While these and other questions are sorted out, it is more important than ever for homeless advocates to inform state leaders and community partners in the full debate about health care priorities. The necessary policy choices to support communities will be steps that integrate housing, health care, and behavior health/recovery resources at the community level.
- For chronically homeless populations, permanent housing is the first prescription, with person-centered services and supports to stabilize housing.
- Opting into the ACA Medicaid expansion will bring federal resources directly to these vulnerable individuals – who otherwise are among the highest users of state and local safety net resources.
- Failing to opt in means continued pressure on the capacity of state mental health programs and public safety operations.
Further, a number of promising Medicaid provisions remain in effect, including those meant to improve community supports for especially vulnerable enrollees, including those who are eligible because of a qualifying disability. These options were designed to be targeted to those most in need, and they tend to be less politicized. One example is the Medicaid health home. This optional benefit for people with severe mental illness (and other chronic conditions) pays for broadly-defined service coordination.

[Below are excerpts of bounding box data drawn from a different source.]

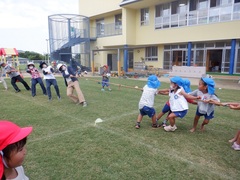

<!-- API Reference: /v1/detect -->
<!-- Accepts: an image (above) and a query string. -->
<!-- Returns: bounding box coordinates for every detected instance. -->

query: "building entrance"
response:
[206,49,223,72]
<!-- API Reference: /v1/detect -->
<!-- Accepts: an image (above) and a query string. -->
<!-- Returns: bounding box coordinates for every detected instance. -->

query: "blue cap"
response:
[183,79,192,93]
[147,75,161,89]
[170,76,183,86]
[202,78,215,95]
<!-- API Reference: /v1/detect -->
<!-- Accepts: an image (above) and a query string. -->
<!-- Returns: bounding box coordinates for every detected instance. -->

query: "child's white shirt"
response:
[42,66,56,79]
[169,87,188,112]
[138,85,158,109]
[189,89,220,116]
[7,166,29,180]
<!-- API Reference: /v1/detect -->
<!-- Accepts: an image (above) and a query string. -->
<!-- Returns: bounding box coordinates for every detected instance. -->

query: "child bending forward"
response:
[189,78,220,132]
[135,75,161,129]
[159,76,201,131]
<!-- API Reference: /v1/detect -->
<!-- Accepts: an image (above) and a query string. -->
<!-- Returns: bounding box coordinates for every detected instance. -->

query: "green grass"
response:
[0,78,240,180]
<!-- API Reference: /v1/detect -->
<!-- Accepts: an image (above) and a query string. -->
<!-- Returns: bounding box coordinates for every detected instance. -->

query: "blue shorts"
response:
[173,109,187,118]
[196,108,214,120]
[162,103,171,114]
[102,79,109,87]
[139,106,156,118]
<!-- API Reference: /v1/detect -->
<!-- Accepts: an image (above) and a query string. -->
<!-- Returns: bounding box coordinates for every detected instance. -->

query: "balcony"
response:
[90,23,122,39]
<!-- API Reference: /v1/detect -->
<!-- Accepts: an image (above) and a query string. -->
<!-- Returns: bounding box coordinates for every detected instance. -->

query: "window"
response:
[210,0,220,8]
[189,0,197,11]
[198,0,208,9]
[145,46,158,61]
[171,1,178,15]
[115,14,122,29]
[141,8,149,26]
[96,19,104,36]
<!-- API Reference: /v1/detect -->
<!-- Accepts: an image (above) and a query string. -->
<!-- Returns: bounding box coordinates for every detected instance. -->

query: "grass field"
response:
[0,77,240,180]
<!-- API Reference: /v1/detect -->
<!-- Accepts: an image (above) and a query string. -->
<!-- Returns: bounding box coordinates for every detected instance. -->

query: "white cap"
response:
[57,64,63,71]
[28,62,34,66]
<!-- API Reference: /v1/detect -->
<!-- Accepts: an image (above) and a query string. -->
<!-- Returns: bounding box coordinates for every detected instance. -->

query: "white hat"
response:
[27,62,35,66]
[57,64,63,71]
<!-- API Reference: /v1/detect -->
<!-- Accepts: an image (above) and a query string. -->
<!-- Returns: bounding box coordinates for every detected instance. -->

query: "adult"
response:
[0,62,31,93]
[57,64,87,107]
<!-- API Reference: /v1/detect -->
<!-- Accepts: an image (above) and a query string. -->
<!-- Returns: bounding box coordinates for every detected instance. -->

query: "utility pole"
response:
[46,39,50,65]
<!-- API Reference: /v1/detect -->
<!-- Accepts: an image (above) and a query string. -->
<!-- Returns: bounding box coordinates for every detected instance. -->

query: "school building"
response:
[79,0,240,74]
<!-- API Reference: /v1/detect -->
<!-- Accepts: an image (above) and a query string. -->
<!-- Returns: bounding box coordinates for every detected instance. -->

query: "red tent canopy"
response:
[0,48,18,56]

Several states, including New York, Missouri, Oregon and Rhode Island, have already opted to set up health homes. States can also offer home and community based services (HCBS) without applying for a federal waiver. In a recent proposed rule, Medicaid officials indicated that permanent support housing qualifies as a “community setting” for HCBS. Homeless advocates can join forces with advocates for older and disabled people, to press for their states to adopt these options in a way that adds to the capacity of homeless assistance.

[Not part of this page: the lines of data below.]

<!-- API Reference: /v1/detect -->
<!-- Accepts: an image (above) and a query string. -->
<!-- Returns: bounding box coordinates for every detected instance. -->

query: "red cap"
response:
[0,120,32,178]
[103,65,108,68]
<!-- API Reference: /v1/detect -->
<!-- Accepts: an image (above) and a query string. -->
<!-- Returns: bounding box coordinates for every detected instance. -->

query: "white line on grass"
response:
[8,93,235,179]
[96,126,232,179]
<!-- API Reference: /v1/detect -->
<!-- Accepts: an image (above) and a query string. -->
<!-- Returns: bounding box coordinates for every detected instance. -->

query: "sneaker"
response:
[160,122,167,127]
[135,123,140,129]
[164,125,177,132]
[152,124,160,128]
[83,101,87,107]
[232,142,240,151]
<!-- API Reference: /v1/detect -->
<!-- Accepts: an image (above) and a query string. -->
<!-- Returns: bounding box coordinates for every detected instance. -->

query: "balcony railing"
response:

Many states and communities have already embraced health care reform since the ACA passed in 2010. Often, homeless advocates have been at the table with Medicaid leaders, forging new strategies to integrate housing solutions with health care services to address chronic homelessness. The Alliance is paying close attention to successful new approaches and emerging best practices, especially in supportive housing. Speakers with hands-on experience and up-to-date policy knowledge will present on these topics at the July 16-18 National Conference on Ending Homelessness in Washington, DC.